When the shots stopped, he ran inside.
"And then I just went straight away to the ladies' prayer room and I was shouting 'Lana, Lana!'" he says. "And she saw me, she said, 'I'm alive, I'm alive' and she was crying and I was crying at the same time."
The couple ran out of the mosque and sped to the local Muslim school, where their daughter was at daycare. They were scared that the attacker would go there next.
After they retrieved their child and returned home, Shalaldeh felt guilt seeping in.
"Blaming myself"
"And after two or three hours, I was blaming myself, why I didn't save any of the people that was there?" he says. "Because if I took just 10 seconds to think about it, there were lots of people still alive. And I think if I helped them, put them in a car and [took] them to a hospital, I could save lots of lives."

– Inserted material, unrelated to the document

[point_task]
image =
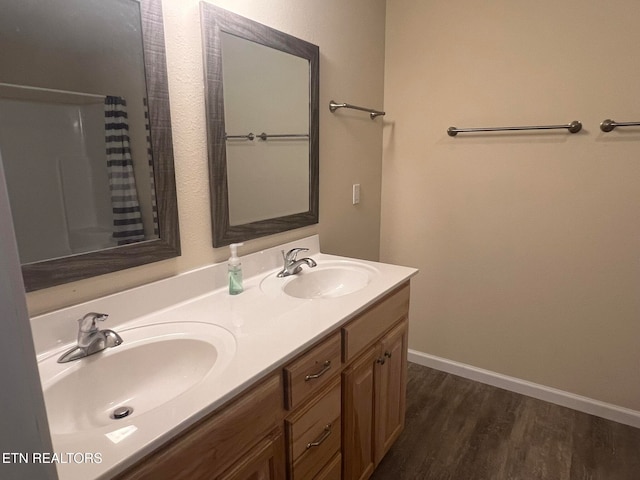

Shalaldeh says he can't stop thinking about what he could have done differently.
He's not alone.
Handing in guns
"I guess if I was to say New Zealand was a blueprint for anything," Prime Minister Ardern said, "in some ways, it's a blueprint what not to do."
In the past week, Ardern worked tirelessly to coordinate a government effort to overhaul New Zealand's gun laws. In the span of five days, her coalition government formulated the ban on all the semiautomatic weapons that were used in the Christchurch attacks.
According to the proposed law, which lawmakers will take up when the parliament reconvenes early next month, New Zealanders are required to register online to set up a time to hand in their guns to police. In return, the government will pay them what the guns are worth.
At the Christchurch Botanic Gardens, where a football field-long row of flowers, candles and letters has been left by community members to remember the victims, Ingrid and Harry Sweeney say they agree with the gun ban.
"From what I've seen here, right away, ban them," says Ingrid Sweeney. "No place for them. I don't really know what they're used for."
"For wars, really," says her husband. "That's what they're made for. That's where they should be."
Where they should not be, he says, is in anyone's hands in New Zealand.